CONTRADDIZIONI - Città di contraddizioni e di contrari. Perché se i risparmi delle famiglie milanesi sono in crisi e la Caritas offre ogni anno assistenza a 17 mila persone, i parametri macroeconomici rimangono meno negativi che altrove. Prendiamo la disoccupazione giovanile: a Milano è inferiore di 15 punti percentuali rispetto alla media nazionale (20 contro 35). E anche il tasso di occupazione femminile è nettamente superiore a quello italiano. E città anziana, s'è detto. Ma con quasi 160 mila universitari, il 12% della popolazione residente. Anche se poi si scopre che solo il 45,8% degli studenti abita in città o nei comuni limitrofi della provincia. 

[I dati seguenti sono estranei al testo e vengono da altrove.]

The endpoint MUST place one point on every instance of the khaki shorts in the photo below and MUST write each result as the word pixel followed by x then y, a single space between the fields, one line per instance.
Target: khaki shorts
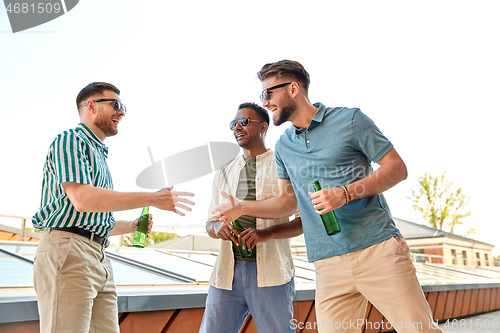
pixel 74 284
pixel 382 274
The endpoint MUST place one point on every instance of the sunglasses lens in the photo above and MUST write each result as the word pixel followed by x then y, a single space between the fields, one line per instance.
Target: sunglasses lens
pixel 232 124
pixel 117 105
pixel 244 121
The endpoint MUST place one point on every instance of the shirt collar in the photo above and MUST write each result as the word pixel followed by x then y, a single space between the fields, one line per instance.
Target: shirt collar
pixel 242 162
pixel 85 131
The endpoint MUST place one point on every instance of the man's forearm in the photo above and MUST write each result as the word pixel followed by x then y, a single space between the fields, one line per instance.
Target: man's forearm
pixel 391 172
pixel 95 199
pixel 122 227
pixel 210 229
pixel 272 208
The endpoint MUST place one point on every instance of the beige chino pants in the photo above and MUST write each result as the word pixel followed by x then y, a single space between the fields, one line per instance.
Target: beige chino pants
pixel 382 274
pixel 74 284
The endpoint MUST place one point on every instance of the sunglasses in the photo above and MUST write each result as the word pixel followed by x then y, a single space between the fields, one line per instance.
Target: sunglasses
pixel 243 121
pixel 265 96
pixel 117 105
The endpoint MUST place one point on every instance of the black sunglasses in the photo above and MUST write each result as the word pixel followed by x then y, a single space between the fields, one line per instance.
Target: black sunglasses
pixel 265 96
pixel 243 121
pixel 117 105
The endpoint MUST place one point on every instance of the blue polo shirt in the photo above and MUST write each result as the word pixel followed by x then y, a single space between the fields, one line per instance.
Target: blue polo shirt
pixel 336 148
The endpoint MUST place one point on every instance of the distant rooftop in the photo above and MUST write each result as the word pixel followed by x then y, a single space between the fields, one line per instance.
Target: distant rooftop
pixel 411 230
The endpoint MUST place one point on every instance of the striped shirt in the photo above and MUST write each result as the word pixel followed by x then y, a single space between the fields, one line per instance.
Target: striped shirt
pixel 76 156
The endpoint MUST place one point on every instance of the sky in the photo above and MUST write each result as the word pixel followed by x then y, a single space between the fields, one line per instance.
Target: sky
pixel 426 72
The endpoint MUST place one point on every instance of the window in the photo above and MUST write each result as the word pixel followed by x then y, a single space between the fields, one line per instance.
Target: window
pixel 454 257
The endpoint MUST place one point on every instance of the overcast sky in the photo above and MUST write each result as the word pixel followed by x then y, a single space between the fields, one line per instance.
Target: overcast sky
pixel 426 72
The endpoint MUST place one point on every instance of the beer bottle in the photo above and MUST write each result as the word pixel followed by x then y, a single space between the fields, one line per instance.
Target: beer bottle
pixel 329 219
pixel 245 253
pixel 141 230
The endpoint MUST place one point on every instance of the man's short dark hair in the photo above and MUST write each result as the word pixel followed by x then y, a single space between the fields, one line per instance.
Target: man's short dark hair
pixel 92 89
pixel 285 69
pixel 263 114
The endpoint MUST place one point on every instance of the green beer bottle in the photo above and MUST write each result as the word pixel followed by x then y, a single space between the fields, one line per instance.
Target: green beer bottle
pixel 141 230
pixel 329 219
pixel 245 253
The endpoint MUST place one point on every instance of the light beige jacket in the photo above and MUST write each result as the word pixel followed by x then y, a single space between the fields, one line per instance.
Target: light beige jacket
pixel 274 258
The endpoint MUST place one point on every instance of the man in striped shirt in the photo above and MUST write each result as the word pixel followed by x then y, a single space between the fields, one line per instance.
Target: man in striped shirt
pixel 72 276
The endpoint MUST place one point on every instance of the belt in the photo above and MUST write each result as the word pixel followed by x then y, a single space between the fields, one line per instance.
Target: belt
pixel 87 234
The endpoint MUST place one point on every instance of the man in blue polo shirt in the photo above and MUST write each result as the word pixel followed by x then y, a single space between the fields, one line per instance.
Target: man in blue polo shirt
pixel 369 259
pixel 73 278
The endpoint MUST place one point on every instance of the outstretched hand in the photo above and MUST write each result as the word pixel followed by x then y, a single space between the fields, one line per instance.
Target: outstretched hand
pixel 173 200
pixel 229 210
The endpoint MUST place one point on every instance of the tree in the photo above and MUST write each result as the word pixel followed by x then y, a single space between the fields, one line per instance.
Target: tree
pixel 439 203
pixel 154 237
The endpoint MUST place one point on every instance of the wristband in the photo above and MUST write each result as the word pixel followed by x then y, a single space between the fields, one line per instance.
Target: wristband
pixel 347 196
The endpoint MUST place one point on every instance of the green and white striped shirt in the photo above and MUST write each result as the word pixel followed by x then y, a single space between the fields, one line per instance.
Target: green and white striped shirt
pixel 76 156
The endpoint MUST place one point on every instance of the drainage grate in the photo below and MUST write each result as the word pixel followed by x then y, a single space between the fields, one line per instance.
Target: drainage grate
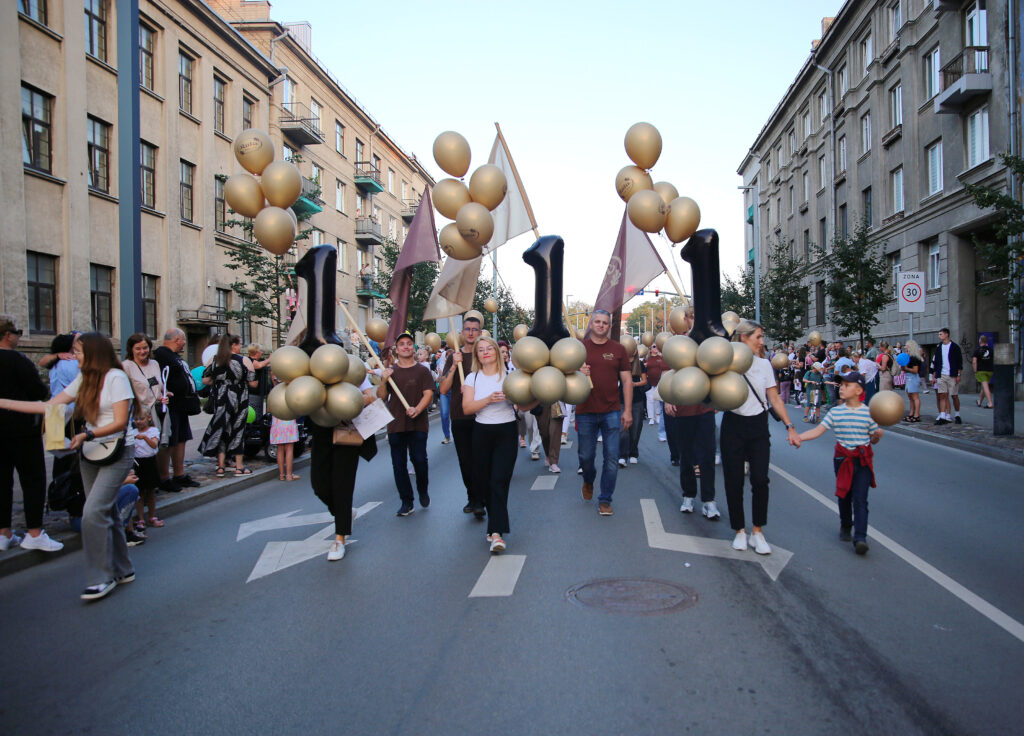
pixel 639 597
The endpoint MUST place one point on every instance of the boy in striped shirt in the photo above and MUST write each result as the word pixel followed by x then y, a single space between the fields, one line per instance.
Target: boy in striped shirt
pixel 855 433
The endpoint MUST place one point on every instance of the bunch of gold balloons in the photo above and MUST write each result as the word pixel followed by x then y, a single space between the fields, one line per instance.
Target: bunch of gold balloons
pixel 653 206
pixel 471 206
pixel 324 386
pixel 547 376
pixel 269 199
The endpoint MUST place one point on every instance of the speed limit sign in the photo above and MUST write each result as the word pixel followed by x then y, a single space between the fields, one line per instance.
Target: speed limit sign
pixel 910 289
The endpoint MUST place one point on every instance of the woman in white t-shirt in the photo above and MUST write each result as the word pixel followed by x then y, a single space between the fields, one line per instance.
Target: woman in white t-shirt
pixel 494 436
pixel 103 397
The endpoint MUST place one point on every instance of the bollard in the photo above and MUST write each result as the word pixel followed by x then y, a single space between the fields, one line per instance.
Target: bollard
pixel 1003 390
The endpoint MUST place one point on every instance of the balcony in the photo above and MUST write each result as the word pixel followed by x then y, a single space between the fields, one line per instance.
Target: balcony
pixel 964 79
pixel 299 125
pixel 368 231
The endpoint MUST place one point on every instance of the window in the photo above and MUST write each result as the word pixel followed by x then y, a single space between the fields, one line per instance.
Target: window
pixel 146 47
pixel 896 184
pixel 147 166
pixel 185 63
pixel 219 92
pixel 42 285
pixel 148 304
pixel 99 155
pixel 977 137
pixel 187 181
pixel 100 294
pixel 36 143
pixel 934 156
pixel 36 9
pixel 95 29
pixel 933 66
pixel 219 206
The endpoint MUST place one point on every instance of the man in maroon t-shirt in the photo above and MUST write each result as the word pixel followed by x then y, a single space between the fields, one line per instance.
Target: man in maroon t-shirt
pixel 607 365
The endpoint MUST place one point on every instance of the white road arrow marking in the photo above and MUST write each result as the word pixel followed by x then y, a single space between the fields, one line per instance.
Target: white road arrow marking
pixel 658 538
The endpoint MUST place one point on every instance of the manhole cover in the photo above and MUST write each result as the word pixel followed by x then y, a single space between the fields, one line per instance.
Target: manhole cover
pixel 637 596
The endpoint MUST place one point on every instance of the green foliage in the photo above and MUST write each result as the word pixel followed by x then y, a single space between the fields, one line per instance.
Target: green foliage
pixel 1003 253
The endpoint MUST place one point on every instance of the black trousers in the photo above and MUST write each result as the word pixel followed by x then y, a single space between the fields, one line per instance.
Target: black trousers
pixel 494 460
pixel 745 439
pixel 26 456
pixel 332 471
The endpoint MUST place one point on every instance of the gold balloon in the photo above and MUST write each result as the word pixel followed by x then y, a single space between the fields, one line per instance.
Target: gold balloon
pixel 647 211
pixel 529 354
pixel 305 394
pixel 487 185
pixel 273 229
pixel 887 407
pixel 689 386
pixel 329 363
pixel 568 354
pixel 548 385
pixel 632 179
pixel 254 149
pixel 452 154
pixel 278 405
pixel 344 401
pixel 376 330
pixel 244 195
pixel 643 144
pixel 742 358
pixel 282 183
pixel 516 387
pixel 456 246
pixel 577 388
pixel 715 355
pixel 475 223
pixel 667 190
pixel 678 321
pixel 289 362
pixel 682 220
pixel 728 391
pixel 449 196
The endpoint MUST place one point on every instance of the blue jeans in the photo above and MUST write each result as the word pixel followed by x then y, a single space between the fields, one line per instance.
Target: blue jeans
pixel 588 426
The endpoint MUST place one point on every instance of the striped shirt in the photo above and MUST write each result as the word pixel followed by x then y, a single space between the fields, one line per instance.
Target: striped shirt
pixel 853 427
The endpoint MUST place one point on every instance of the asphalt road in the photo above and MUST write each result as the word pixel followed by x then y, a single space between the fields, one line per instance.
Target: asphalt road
pixel 923 635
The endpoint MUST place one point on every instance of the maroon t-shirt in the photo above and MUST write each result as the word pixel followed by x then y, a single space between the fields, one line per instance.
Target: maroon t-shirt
pixel 605 360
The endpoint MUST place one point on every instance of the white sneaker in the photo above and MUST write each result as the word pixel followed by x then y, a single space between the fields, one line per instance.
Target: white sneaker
pixel 336 552
pixel 758 543
pixel 42 543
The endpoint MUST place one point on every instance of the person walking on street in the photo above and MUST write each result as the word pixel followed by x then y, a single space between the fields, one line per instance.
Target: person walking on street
pixel 603 413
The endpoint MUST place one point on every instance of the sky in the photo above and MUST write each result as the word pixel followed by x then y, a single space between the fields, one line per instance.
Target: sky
pixel 565 80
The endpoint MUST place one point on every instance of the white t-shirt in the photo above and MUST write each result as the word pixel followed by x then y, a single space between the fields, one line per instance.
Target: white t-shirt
pixel 762 378
pixel 117 387
pixel 484 385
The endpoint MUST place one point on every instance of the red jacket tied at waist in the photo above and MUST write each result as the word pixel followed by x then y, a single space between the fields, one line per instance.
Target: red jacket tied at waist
pixel 845 475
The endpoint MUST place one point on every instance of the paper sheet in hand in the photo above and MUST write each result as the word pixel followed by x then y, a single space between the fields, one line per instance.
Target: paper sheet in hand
pixel 373 418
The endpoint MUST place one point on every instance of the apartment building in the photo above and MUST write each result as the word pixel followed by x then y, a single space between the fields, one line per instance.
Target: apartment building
pixel 899 104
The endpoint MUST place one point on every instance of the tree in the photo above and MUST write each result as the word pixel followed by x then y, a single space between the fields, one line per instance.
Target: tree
pixel 1004 252
pixel 856 282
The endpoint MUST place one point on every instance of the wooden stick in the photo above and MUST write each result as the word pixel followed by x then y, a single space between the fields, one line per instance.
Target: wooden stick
pixel 390 381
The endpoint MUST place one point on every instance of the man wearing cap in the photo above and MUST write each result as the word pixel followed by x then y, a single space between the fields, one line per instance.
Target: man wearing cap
pixel 407 434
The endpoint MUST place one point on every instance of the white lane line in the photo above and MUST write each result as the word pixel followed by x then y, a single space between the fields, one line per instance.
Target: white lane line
pixel 1012 625
pixel 499 577
pixel 545 482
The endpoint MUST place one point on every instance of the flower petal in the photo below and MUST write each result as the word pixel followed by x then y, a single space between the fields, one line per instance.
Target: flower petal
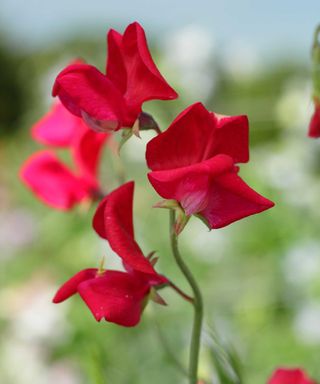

Milano e i nuovi milanesi, infine. Gli immigrati residenti sono 217.324. Trentunomila sono filippini, 26.000 egiziani, 17 mila cinesi, 16 mila peruviani e 13 mila ecuadoriani. In fortissima ascesa è segnalata la presenza d'immigrazione romena. La comunità più radicata invece è proprio quella dei filippini. Più del 30% risiedono in città da almeno dieci anni.